Le refuge

Tobias vient d’avoir 30 ans, il habite cet immeuble cossu dont les fenêtres donnent sur le génie de Liberté debout une seule jambe posée sur le globe terrestre, tout en haut de la colonne de juillet.Autour d’elle toutes les bagnoles, comme une meute dont les moteurs grondent, vocifèrent, tournent et klaxonnent représente toute l’agitation vaine du monde réduite à ce vaste rond point de la Bastille, à Paris.
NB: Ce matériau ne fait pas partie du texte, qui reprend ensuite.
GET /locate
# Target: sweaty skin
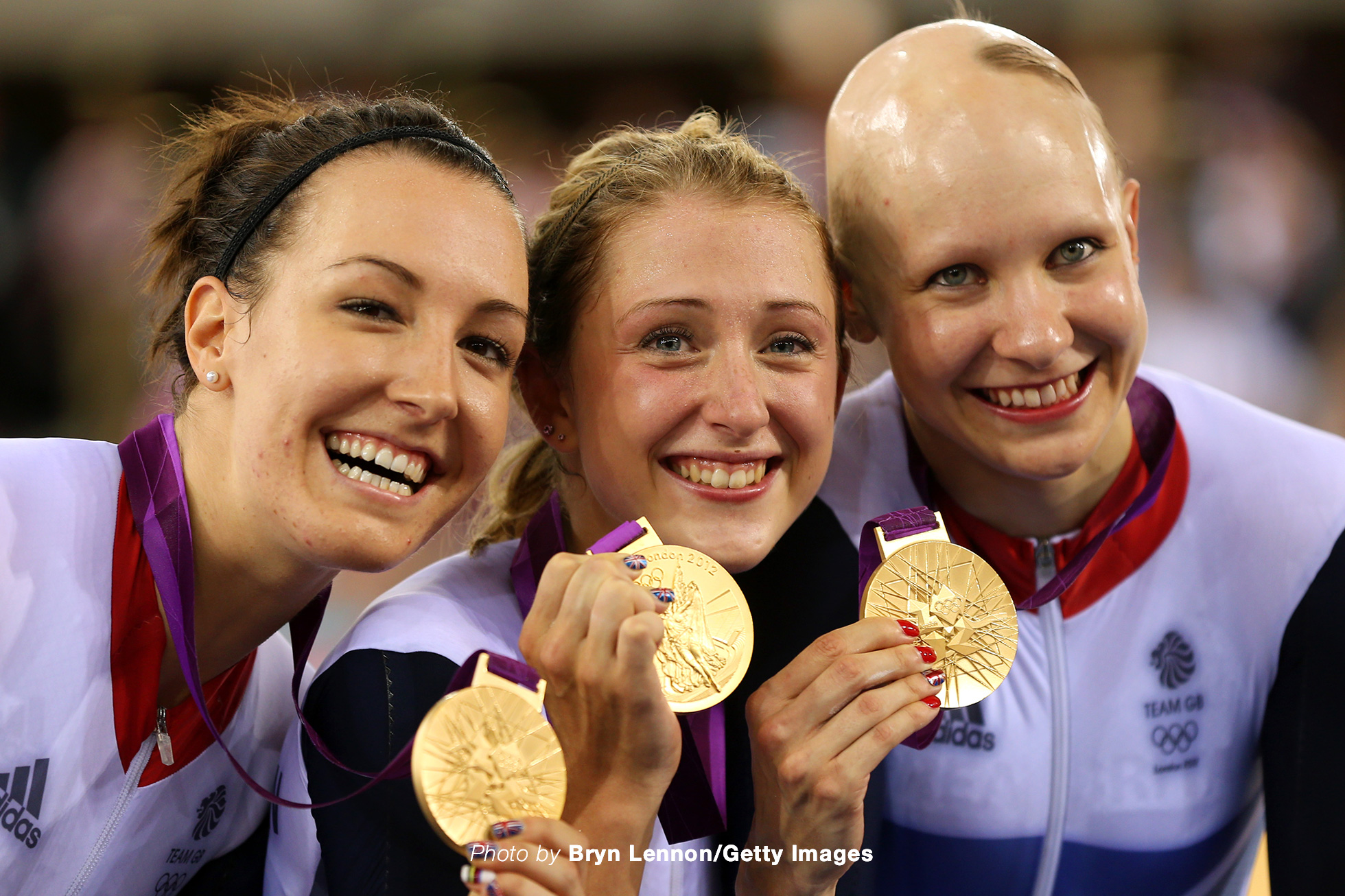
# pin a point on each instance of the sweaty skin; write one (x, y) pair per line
(992, 244)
Si on prend le temps de lever la tête pour regarder la façade de son immeuble, on s’aperçoit que la hiérarchie des occupants est visible déjà par la nature des fenêtres. Le directeur de la banque, discrète puisqu’elle aborde seulement le signe BDF, vit au troisième étage, les deux précédents étant réservés aux bureaux. Tobias lui vit au septième étage, ses fenêtres sont plus étroites et il ne bénéficie pas non plus de la même largesse de balcon, juste une petite bande de ciment où il pose ses plantes aromatiques. Quant aux toilettes il les partage avec les autres habitants de l’étage probablement d’obscurs scribouillards avec femmes et enfants. Sans oublier les chats et les chiens, les cochons d’inde et les hamster. Peut-être aussi des poissons rouges. Il loge dans ce qu’on appelle un lieu sans confort ni commodité. Une ancienne chambre de bonne tout en haut de l’immeuble de la banque de France.

Pourtant il y est bien. Il ne lui vient pas à l’idée de se plaindre. Il se coïncidèrent même particulièrement chanceux. Le loyer est modique et puis il occupe une position centrale idéale par rapport à ses occupations. Il travaille à deux pas d’ici dans le Marais. La bibliothèque du centre Pompidou est accessible en moins d’un quart d’heure à pied par les petites rues quand on sait se repérer. Dans le fond il vient de trouver ce refuge 6 mois plus tôt et compte bien le garder le plus longtemps possible. Et puis sept étages matin et soir c’est la garantie de rester en forme s’il ajoute ça aux nombreuses balades qu’il fait dans Paris. D’ailleurs Tobias est en forme. Il n’a pas un poil de graisse et ceci n’a pas toujours été du à la marche seulement. Depuis plus de deux années qu’il erre dans la ville il a tout connu de la misère et de l’agitation de la rue. La drogue, les bagarres, la solitude, le froid la chaleur, la faim et même la soif. Il ne se souvient plus comment tout à commencé. Un jour une suite de circonstances à l’apparence ridicule lorsqu’il y repense l’a conduit à devenir SDF. Il ne pensait jamais pouvoir revenir à la « vraie vie » comme disent ces gens qu’il fréquente désormais. Ses collègues de travail dans le petit resto juif de la rue des Blancs Manteaux lui assurent que tout va aller pour le mieux désormais, qu’il n’a plus à s’en faire pour savoir que manger et où dormir.

Tobias regarde encore une fois l’équilibre précaire du génie de la Liberté, puis il tire le rideau pour rester dans l’obscurité douce de son refuge. Il est désormais comme tout le monde et cela lui procure une angoisse indicible.